Whilst driving the tyre pressure sensor suddenly came on the dashboard at the same time as the rear passenger side tyre blew and went completely flat. She couldn’t even make it to the next exit to get off the motorway.

Of course she rang her breakdown company but they had failed to mention that by switching the cover from her old car to the new one there was no immediate cover and it would not kick in until the next day.

Perry’s in Rotherham could not recover the car but they gave me a number to ring for a local recovery man. Imran came to the rescue – he was so lovely and got my daughters car on his breakdown truck and off the motorway so he could swap the wheel for the emergency one in the boot – that was the first expense of £200.

The next day my daughter got the tyre examined at our local Halfords – it had a few holes in it and one still had a visible nail head embeded in it. Halfords showed her where a nail must have popped out when she was driving and had been the cause of the sudden flat. On examination it was found that the tyre had already had a repair in the past so it had to be a new one – another expense of £99 ….luckily only the one was needed as the other rear tyre was like new.
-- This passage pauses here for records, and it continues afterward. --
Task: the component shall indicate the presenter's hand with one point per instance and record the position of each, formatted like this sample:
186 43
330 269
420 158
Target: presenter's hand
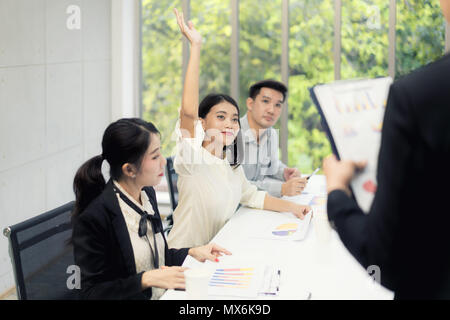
340 173
210 252
293 187
164 277
188 29
290 173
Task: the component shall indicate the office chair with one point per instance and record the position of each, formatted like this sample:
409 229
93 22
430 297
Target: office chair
41 257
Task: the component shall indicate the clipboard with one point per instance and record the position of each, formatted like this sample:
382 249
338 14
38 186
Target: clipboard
356 111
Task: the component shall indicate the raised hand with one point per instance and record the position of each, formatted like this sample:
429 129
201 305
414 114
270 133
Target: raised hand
188 29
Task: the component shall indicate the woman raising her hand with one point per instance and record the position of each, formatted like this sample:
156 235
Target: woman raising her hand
211 182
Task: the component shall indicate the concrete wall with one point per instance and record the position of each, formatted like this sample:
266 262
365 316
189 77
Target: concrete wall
55 97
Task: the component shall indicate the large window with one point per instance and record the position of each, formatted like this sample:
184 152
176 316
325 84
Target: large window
161 68
420 32
365 27
310 62
259 44
365 52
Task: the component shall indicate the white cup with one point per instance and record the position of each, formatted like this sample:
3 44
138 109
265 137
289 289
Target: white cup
197 280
It is yet another mystery as my daughter did not notice anything on the road at the time and had only been on a normal A road before getting onto the motorway – she had not been down any rough tracks. Once my daughter is back from her holiday Perry’s are going to look in to it but as it is a punctured tyre I expect there will be no come back on them.

We are now in Scotland to rest and recover for a few days and where I can plot and plan for more space clearing when I get home. I have brought some bits and pieces to do up here along with my knitting in the hope of finishing baby Chocolates little hooded jacket.

I hope everyone is well and enjoying 2024 – many apologies to anyone coming over on the 15th for the ScrapHappy Challenge I will try my best to show something for March, and welcome to new readers – as you will have realised by now my blog posts are a bit hit and miss!

How is your new year going so far this year?